15 April 2011 2 Comments by The Northern Standard

By Veronica Corr

At Monday’s meeting of Carrickmacross Town Council, a row erupted when the recently co-opted Green Party Councillor Darcy Lonergan introduced a notice of motion, proposing that both Queen Elizabeth II and the American President Barack Obama receive commissions of Carrickmacross Lace on their forthcoming visits to Ireland.
Cllr. Lonergan felt that this could boost tourism to the town by promoting it to a wider audience, whilst also increasing sales of Carrickmacross Lace. However, she clearly stated at the outset that she did not want it to become a republican or colonial issue. Her party colleague Cllr. Kristina Jankaitiene seconded the motion.
Despite this, Sinn Fein Councillor Matt Carthy was quick to condemn what he described as a “silly motion”, asking how they might go about delivering the lace to the visiting dignitaries.
He wondered if she wanted the Mayor to go up and knock on the door of a function that President Obama was officiating at to deliver the aforementioned presentation.
Cllr. Carthy also commented: “The British Queen shouldn’t get anything for free, she’s got enough.” And as far as promotion of the town went, he said that if they had invited Sadam Hussein to the town before he died, that might have also attracted some attention to Carrickmacross.
He went on to say that the Queen honoured those who murdered innocent people, also alluding to what he described as the “disgraceful illegal acts” of Bloody Sunday.
The Sinn Fein representative added that the Queen believed she had: “A God-given right to rule” and that any powers she had lost, had to be taken from her.
He also said that she was the head of a sectarian organisation, as no Catholic could ever take her role. Despite this, it was those who opposed her visit that were referred to as being childish, he said, while she was being welcomed by the government and a compliant media.
Localising the debate, Cllr. Carthy said that ground rents were the single biggest issue in the town, adding that British landlords still retained their rights. Carrickmacross needed to get rid of the Shirley land rents, he said, adding the British Exchequer was still benefiting from rents on some government buildings here, which he slammed as being nothing short of disgraceful.
“Let’s develop a progressive relationship with our neighbours, by saying we’re not going to pay rent for lands they stole in the first place,” Cllr. Carthy said.

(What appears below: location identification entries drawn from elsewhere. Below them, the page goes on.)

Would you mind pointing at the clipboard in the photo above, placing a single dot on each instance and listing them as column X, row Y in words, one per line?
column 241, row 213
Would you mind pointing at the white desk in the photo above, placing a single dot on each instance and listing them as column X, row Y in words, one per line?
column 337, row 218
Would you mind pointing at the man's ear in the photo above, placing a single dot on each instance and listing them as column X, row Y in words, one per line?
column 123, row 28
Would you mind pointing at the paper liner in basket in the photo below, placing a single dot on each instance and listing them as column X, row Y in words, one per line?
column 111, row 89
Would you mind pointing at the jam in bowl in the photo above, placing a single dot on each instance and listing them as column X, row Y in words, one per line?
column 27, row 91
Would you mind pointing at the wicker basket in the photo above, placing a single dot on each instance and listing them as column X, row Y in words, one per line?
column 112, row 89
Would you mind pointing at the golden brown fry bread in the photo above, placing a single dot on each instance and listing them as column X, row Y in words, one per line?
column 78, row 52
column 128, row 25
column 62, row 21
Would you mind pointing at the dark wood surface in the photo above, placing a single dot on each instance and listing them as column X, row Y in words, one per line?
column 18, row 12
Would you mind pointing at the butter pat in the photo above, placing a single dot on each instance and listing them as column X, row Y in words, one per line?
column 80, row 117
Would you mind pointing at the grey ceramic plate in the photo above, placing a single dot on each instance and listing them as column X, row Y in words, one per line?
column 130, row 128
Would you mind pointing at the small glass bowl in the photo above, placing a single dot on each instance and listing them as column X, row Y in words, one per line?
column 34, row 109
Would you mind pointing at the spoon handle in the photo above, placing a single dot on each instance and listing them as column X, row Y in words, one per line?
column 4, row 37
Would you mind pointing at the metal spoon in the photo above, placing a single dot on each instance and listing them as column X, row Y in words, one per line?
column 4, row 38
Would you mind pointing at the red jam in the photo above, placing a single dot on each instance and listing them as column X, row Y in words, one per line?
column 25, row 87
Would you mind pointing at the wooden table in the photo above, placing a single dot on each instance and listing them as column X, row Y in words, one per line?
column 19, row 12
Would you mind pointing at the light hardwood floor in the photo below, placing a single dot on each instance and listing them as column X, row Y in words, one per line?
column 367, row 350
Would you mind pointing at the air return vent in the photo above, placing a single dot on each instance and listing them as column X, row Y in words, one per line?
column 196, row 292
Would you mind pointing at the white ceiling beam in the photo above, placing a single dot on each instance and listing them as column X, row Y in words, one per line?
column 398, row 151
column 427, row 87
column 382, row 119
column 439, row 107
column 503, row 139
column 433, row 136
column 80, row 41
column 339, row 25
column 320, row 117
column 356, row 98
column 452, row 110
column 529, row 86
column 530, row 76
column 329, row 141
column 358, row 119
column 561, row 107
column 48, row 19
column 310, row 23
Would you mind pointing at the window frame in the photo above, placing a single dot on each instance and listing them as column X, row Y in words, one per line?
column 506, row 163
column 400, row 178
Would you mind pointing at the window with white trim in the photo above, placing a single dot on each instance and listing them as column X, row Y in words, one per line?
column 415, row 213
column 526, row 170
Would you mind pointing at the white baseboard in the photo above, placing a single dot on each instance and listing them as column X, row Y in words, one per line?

British people were welcome here, but he felt that they perhaps suffered the most because of the British Royal Family, whom he described as “parasites”.
Fianna Fail Councillor Padraig McNally commented that he was somewhat amused by the reaction to what had started out as a simple motion. He accepted that emotions were running high and that people had diverse views, yet he felt that Cllr. Carthy had gone “over the top”.
He drew attention to the fact that Sinn Fein are working hand in hand with Unionists in the North, welcoming the progress made there. On one hand Cllr. Carthy’s party were working with Unionists, while on the other the Sinn Fein representative was describing the monarchy as parasites, Cllr. McNally observed.
In the Queen’s defence, Cllr. McNally described her inherited position as “an accident of birth”. He also observed that she doesn’t govern the 26 counties, but cautioned that Cllr Carthy’s comments contained dangerous language, as Ireland was still very dependent on the UK.
The British did not hold anything against the Irish, he said, adding that they had been one of the first countries to get involved in the bailout. Cllr. McNally also acknowledged British input into the peace process. He said that it reminded him of the visitor’s book controversy last year, adding that it was time to acknowledge the traditions of others and grow up. Cllr. McNally also felt that the Queen should be recognised as the leader of her State.


  • liz christy said:

    The way to approach this issue of presentation to visiting Heads of State and officials is through the Department of Foreign Affairs, Stephen’s Green. I applaud Cllr. Lonergan’s forward thinking on bringing tourism and revenue to Carrickmacross and County Monaghan.

  • Steve Latenne said:

    I think that this notion of Lonergans that giving out Carrickmacross lace will boost tourism in the area is a little far fetched. Waterford Crystal don’t get hordes of people travelling there to buy pieces do they?
    Export is the name of the game.
    Matt Carthy shows that he is very reactionary with his comments and Padrig McNally seems to have an extreme fondness for the british monarchy, for someone who is a Fianna Fail (the republican party!) member.
    These are three politicians that I feel bring absolutely nothing to the people of Monaghan (there ceratainly are lots of others too though).